Por tanto estamos ante dos libros que harán las delicias de cualquier amante del cine y del arte en general, con independencia del conocimiento o de la admiración que se tenga por la obra de Welles. Ocurre, en cierta manera, lo mismo que con las conversaciones entre Truffaut y Hitchcock, que se han convertido en una obra esencial para entender lo que es el cine. El mito Orson Welles sigue vivo: hace dos años se encontró una copia de una película que se creía perdida, Two much Johnson (1938), que era «una imitación de una comedia de cine mudo». Y somos muchos los que esperamos que algún día pueda llegar a estrenarse El otro lado del viento. Y más después de haber leído estas sabrosas digresiones sobre el otro lado del mundo de Welles. Tal vez tuviese razón Peter Biskind al afirmar que «el mismo Welles fue en realidad su mejor película, la más grande».

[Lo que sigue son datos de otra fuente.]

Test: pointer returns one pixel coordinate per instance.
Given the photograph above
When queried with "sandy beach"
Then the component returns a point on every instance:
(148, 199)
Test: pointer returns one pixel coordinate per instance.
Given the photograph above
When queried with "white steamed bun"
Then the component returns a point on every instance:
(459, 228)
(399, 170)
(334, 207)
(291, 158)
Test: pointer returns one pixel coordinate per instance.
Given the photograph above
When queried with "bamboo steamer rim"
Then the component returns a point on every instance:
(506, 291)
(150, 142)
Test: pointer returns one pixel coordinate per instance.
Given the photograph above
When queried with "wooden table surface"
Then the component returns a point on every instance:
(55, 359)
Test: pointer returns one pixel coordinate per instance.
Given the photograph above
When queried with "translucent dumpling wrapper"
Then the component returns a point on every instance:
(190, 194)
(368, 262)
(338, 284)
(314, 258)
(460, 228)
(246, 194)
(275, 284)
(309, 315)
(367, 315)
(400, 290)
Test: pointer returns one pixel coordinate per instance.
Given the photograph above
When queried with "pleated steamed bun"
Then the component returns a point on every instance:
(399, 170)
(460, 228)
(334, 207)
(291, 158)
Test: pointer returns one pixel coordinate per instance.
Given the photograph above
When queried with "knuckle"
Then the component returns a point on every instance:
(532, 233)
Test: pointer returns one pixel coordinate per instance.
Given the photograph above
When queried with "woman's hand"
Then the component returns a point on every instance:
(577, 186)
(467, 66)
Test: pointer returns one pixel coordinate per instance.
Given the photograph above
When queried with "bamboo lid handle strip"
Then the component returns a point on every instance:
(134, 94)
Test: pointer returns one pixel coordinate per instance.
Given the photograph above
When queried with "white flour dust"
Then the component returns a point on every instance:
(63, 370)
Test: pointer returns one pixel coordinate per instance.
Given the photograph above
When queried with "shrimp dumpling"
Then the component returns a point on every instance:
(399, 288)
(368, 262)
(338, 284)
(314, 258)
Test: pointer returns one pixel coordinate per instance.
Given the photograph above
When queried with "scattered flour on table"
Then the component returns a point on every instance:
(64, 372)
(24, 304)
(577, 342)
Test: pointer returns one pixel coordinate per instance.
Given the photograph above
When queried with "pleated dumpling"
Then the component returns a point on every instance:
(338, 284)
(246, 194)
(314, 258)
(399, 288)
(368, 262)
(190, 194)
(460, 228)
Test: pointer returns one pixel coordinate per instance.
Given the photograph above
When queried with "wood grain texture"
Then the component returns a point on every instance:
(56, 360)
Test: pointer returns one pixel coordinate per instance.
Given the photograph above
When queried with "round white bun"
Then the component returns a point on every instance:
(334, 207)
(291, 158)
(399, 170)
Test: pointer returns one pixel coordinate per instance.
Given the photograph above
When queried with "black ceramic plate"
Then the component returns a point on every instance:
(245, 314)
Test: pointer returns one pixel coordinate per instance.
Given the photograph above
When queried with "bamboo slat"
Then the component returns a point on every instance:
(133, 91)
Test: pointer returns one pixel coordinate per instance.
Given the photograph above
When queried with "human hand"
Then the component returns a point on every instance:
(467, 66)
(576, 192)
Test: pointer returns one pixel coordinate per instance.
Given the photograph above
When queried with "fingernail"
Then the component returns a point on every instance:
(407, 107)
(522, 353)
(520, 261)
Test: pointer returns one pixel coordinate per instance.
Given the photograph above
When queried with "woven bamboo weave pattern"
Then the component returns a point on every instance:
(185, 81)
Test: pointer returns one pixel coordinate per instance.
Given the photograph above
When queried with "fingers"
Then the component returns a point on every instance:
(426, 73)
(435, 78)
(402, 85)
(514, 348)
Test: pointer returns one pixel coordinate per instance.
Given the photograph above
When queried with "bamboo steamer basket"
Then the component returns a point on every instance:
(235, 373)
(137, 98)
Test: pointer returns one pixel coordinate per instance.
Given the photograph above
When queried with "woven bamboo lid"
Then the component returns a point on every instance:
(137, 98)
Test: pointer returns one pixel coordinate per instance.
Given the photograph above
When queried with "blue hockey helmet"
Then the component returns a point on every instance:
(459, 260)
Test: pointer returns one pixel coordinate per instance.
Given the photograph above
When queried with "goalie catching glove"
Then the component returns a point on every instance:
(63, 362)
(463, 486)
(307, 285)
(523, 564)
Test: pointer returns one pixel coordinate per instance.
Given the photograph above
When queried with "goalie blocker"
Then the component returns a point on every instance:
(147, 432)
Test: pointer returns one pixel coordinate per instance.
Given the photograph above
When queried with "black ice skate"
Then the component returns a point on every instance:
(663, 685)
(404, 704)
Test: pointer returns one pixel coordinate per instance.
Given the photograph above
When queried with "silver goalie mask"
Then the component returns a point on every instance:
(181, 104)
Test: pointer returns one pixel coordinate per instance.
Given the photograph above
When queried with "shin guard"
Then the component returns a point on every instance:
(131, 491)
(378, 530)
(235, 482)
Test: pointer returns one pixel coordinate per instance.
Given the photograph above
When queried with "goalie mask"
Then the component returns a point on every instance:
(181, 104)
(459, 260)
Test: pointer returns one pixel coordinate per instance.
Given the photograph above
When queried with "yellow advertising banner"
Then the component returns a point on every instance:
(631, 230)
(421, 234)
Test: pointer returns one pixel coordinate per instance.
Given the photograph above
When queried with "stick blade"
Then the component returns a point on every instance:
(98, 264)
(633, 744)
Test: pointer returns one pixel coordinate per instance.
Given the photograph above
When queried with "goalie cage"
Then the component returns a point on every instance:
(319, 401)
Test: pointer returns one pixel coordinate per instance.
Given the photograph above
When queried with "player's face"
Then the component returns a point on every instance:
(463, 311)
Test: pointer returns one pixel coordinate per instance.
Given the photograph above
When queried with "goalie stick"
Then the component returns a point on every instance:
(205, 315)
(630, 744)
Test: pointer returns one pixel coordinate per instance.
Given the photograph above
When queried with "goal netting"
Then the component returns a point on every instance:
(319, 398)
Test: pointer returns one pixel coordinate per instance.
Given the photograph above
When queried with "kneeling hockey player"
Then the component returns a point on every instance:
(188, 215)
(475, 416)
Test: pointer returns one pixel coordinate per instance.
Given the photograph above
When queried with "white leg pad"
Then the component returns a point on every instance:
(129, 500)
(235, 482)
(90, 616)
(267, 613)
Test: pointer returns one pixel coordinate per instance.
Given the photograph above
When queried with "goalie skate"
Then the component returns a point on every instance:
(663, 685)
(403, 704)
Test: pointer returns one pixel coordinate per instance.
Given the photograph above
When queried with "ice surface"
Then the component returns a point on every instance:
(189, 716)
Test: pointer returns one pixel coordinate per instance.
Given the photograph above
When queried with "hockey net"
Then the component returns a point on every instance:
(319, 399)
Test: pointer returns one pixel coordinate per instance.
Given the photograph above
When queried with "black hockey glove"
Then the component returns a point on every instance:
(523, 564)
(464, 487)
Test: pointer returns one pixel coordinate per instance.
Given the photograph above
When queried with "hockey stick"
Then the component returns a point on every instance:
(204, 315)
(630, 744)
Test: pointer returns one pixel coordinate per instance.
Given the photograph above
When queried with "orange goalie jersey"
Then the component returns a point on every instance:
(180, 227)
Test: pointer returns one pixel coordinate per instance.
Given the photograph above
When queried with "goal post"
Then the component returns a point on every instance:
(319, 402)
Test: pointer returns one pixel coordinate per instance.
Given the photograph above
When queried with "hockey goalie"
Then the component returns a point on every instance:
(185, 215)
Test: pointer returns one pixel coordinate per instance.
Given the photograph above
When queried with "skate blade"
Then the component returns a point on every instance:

Filmografía soñada y aplazada

Si un escritor se define por los libros que no llegó a escribir, a un cineasta le sucede lo mismo con las películas que no llegó a filmar. En el caso de Welles algunas fueron escritas y otras parcialmente rodadas y montadas. Además de El otro lado del viento, en ambos libros se citan varios ejemplos: «una película sobre los grandes días del cine mudo» que habría de ser un homenaje a Griffith; una versión de La Biblia codirigida junto a Bresson y Fellini, o una adaptación de El rey Lear, su obra favorita de Shakespeare; The dreamers, un guión basado en dos relatos de Isak Dinensen; su versión de Don Quijote en la España franquista, de la que Jesús Franco estrenó un controvertido montaje en 1992; o el guión de The Big Brass Ring, que habría de ser una crónica política de la Norteamérica de finales del siglo pasado. Hasta el último día de su vida Welles siguió trabajando en esa filmografía soñada. La noche del 10 de octubre de 1985, tras un ataque de corazón, moría Welles. Cuando lo encontraron en su cama, las manos de Orson sujetaban su máquina de escribir.